Development and validation of an overdose risk prediction tool using prescription drug monitoring program data

Prescription Drug Monitoring Programs (PDMPs) are active in all states and the District of Columbia (Prescription Drug Monitoring Program Training and Technical Assistance Center, 2022). These databases capture information about controlled substance dispensations, providing a central location for clinicians and other authorized users to review a patient’s current and past prescriptions to understand how these medications are dispensed. Nearly all states require prescribers to check the PDMP prior to opioid prescriptions, with the goal of ensuring clinicians are aware of all controlled substance prescriptions for a given patient, not just the prescriptions that they write (Prescription Drug Monitoring Program Training and Technical Assistance Center, 2022).

Many state PDMPs alert clinicians to dispensing factors or patterns that may indicate a patient has a higher risk of prescription misuse or overdose. These alerts vary in how they define high-risk, from simple measures like high opioid dosage or overlapping opioid and benzodiazepine prescriptions, to more complicated algorithms used by some PDMP vendors. The latter have been criticized because of the lack of transparency in how the models are developed and the potential for alerts to be misinterpreted by clinicians, affecting the ability of patients to obtain needed medications and in some cases leading to harmful discontinuation of opioid therapy (Szalavitz, 2021). In general, experts have called for better models for predicting adverse outcomes related to opioids and substance use disorder (Volkow and Blanco, 2021, The President’s Commission on Combating Drug Addiction and the Opioid Crisis, 2019, Tseregounis and Henry, 2021).

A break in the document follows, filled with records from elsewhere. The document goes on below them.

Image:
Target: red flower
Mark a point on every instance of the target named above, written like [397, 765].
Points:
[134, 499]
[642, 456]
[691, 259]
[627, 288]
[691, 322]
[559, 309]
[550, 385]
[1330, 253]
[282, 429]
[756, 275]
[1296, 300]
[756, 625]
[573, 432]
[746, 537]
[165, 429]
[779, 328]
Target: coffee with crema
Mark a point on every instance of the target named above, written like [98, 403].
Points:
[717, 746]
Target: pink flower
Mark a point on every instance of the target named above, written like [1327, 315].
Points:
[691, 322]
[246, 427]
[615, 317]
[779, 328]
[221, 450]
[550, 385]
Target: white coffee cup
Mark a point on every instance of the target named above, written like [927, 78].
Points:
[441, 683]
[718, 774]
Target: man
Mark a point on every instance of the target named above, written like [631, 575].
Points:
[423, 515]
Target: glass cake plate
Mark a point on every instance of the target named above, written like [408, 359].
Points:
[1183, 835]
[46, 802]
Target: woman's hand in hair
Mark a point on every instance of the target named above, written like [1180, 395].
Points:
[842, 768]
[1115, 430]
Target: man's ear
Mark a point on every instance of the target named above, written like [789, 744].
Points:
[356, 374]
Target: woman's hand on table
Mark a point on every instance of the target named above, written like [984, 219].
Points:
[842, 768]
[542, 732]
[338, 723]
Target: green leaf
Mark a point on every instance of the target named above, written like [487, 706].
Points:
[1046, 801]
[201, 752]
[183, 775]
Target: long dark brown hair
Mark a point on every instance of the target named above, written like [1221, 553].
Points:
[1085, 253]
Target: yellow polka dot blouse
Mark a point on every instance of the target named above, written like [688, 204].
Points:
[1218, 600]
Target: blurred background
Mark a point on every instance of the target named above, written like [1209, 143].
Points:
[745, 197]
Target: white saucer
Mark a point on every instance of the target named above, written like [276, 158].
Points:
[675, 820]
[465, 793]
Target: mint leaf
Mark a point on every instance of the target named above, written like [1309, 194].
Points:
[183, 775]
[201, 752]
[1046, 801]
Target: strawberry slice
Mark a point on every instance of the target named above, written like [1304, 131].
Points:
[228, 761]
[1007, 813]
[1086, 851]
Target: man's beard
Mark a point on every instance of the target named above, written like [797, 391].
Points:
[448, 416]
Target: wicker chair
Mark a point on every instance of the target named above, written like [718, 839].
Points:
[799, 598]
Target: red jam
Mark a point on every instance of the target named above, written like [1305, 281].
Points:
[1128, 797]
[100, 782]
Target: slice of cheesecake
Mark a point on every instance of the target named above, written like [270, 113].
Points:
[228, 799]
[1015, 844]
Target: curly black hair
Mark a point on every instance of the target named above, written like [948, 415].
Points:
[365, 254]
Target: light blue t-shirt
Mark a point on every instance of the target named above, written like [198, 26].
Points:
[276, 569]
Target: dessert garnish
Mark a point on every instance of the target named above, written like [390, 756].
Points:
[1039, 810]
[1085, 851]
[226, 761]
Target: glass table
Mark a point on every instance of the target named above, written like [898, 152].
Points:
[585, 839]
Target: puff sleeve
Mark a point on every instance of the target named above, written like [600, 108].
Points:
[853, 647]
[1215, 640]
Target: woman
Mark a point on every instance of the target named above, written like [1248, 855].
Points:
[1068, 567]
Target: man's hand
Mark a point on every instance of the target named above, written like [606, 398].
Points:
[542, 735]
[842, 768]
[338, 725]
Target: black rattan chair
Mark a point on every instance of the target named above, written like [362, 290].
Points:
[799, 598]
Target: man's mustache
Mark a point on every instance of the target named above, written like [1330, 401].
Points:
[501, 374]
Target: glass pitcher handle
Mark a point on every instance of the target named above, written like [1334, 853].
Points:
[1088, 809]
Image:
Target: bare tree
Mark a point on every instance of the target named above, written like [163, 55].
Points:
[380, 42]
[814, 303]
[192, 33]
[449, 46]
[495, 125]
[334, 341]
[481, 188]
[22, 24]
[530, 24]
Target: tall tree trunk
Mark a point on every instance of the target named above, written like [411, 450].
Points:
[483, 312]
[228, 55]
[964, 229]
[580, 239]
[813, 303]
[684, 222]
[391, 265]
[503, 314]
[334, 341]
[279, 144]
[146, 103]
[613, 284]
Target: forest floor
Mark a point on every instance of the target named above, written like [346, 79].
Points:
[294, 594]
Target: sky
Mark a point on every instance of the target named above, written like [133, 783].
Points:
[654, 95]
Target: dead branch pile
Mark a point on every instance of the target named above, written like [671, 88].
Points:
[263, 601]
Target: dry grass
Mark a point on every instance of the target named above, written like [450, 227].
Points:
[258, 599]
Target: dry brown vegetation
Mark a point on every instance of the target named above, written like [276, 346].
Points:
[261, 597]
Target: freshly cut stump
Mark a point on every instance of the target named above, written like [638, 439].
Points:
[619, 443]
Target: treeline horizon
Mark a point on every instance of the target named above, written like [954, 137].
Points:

Pennsylvania (PA) currently uses a relatively simple alert system in its PDMP, alerting prescribers based on high opioid dosage and overlapping opioid/benzodiazepine prescriptions. The Commonwealth is working to optimize how it uses data to address the overdose epidemic and is developing a transparent risk prediction tool using PDMP data. As part of this effort, we collaborated with the Commonwealth to link PDMP data to unintentional overdose death data and de-identified hospital discharge records, overdose-related emergency department visit data identified via syndromic surveillance, and Emergency Medical Services naloxone administration data, to develop and validate an overdose risk prediction algorithm.